Hi I'm just wondering if anybody knows of any free pregnancy books I can download onto my kindle? Either factual books or fiction with an element of truth? Thanks x


----------



## BabyConscious

I read heaps of samples of books for free on Kindle, some books have much bigger samples than others .....so I just downloaded sample of everything that looked good, some were disappointing in sample size and some surprised me with how much they let you read for free. The other thing I use is iTunes, heaps of free pregnancy, conception and fertility podcasts available for free download. Pea in the Podcast has been my favourite on iTunes if you have it.


----------



## brenn09

I use the local library for free books- they have an online library through overdrive. The actual physical library is likely to have a ton of books, too. Good luck!


----------



## trinity_enigm

brenn09 said:


> I use the local library for free books- they have an online library through overdrive. The actual physical library is likely to have a ton of books, too. Good luck!

Our library doesn't have online stuff :(. I kind of want to read it on the kindle so its secret. I don't want everyone to know we're close to trying- especially at work as I read in my lunch hour lol. 
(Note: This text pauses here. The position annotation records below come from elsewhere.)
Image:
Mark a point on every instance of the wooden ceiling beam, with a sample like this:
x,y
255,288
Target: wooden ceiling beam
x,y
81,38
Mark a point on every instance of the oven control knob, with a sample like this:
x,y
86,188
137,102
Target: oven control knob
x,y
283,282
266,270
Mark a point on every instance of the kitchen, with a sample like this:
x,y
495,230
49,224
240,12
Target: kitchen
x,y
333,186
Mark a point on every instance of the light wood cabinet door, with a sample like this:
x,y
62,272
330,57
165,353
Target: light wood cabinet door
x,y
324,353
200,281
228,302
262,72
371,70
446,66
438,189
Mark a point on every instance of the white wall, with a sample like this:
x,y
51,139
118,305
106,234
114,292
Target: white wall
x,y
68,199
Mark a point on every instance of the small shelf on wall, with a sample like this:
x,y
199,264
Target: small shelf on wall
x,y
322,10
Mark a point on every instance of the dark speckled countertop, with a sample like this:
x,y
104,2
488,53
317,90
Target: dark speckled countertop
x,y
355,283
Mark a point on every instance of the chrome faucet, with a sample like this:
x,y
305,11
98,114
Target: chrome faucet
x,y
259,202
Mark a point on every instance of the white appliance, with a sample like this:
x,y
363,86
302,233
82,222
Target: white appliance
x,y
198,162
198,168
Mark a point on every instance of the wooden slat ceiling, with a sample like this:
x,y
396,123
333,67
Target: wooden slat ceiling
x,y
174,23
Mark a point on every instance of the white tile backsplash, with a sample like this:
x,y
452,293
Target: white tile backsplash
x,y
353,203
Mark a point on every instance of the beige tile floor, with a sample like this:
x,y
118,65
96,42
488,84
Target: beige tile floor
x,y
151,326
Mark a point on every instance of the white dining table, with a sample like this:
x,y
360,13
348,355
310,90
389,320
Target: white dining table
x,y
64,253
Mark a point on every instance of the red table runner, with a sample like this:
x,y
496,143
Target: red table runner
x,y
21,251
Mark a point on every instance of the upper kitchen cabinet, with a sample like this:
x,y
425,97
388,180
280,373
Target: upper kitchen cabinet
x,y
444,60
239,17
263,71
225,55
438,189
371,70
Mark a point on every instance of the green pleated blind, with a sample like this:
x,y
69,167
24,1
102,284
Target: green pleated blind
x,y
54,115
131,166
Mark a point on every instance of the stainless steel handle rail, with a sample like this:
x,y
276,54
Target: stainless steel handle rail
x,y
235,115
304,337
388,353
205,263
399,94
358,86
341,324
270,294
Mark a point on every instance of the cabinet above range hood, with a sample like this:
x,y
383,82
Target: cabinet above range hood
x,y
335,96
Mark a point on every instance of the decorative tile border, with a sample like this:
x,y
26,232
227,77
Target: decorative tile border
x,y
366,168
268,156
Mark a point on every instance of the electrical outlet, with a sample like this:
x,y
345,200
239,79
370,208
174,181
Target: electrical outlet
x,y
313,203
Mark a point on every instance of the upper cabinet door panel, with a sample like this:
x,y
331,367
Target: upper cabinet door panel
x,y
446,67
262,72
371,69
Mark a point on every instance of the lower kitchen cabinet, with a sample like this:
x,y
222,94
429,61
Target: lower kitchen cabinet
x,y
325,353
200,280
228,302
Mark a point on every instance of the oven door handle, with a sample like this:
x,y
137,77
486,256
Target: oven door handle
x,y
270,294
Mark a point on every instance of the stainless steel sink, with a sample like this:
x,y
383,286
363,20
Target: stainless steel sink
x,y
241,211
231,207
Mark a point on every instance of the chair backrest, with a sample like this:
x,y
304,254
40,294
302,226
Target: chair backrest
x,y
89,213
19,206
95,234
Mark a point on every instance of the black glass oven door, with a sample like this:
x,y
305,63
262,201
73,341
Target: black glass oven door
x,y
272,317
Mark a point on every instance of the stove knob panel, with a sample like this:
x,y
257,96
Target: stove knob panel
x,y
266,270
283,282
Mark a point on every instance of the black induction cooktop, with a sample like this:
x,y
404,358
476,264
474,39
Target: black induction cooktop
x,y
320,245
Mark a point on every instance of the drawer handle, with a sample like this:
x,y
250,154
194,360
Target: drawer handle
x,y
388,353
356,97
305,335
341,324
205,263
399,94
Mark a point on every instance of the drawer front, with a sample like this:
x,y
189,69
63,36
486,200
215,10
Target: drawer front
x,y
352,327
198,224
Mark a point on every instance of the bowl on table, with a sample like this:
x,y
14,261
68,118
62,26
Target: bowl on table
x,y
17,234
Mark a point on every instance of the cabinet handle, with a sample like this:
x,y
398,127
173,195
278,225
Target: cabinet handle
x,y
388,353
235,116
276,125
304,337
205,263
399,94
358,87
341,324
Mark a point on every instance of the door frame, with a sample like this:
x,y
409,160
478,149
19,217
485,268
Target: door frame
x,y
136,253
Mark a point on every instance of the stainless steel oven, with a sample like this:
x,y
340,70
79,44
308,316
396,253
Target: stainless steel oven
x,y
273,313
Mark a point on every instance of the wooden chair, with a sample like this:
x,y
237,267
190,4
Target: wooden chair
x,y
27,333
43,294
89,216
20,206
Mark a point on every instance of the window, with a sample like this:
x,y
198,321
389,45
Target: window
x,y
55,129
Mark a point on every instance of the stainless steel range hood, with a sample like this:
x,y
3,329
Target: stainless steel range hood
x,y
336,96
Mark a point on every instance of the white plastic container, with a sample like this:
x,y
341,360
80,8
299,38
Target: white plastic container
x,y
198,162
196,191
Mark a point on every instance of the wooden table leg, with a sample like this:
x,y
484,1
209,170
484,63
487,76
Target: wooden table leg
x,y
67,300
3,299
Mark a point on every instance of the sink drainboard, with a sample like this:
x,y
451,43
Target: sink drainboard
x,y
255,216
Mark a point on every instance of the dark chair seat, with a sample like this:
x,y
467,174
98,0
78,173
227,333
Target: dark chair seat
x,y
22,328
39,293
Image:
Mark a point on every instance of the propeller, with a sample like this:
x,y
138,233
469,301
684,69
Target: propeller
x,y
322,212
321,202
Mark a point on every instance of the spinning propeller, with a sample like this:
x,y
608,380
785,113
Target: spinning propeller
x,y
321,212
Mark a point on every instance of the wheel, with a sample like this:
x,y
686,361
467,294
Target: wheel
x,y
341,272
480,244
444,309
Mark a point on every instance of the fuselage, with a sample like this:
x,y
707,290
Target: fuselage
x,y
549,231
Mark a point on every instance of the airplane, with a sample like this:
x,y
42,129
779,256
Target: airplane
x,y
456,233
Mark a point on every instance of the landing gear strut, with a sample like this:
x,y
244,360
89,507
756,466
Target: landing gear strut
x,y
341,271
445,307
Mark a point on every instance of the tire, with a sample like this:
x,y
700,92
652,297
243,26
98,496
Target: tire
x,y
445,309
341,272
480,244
I've actually found one I'm reading mummy diaries- pregnancy: stumbling into the unknown. It's the real life pregnancy diary of someone who found herself unexpectedly pregnant an I've found it very interesting and there are a collection of birth stories at the back too.


----------



## brenn09

Ugh, I hope your library gets online soon! We live in a small town so I was surprised to find they're online. I understand reading secretly, its how I have all my pregnancy books too! I asked for amazon gift cards for birthdays/graduation so I can keep up my readong addiction without breaking the bank so maybe something like that is coming up for you?


----------



## angiepie

In my experience most of the free kindle stuff is crap. It's worth paying for something. It's still cheaper than buying hardcopy. Perhaps see if there's a website where you can pay for a rental of an ebook? Don't know if that exists haha.

You can get a free chapter of a book by Penny Simkin (who is very good IMO) and the chapter is about birth plans. I found that helpful.


----------



## LindseyMorrow

I ditto other replies... you probably won't find much good that's free. Sorry!


----------



## spicyorange

I've read the baby diaries, it's really10 months, impatient woman's guide to getting pregnant, three girls and a baby, and, what no one tells your about having a baby, all of them were either free or cheap, on kindle most were quite good (mix of fiction and fact there). I do think the best books come at some cost though


----------



## trinity_enigm

Hi everyone- I did find some interesting free ones in the end but can't remember what they were now! However I'm nearly in a position to write my own complete book now lol so I don't need any more suggestions- thanks for your help though!


----------



## hola47

What are some titles of some books that would be good to read?


----------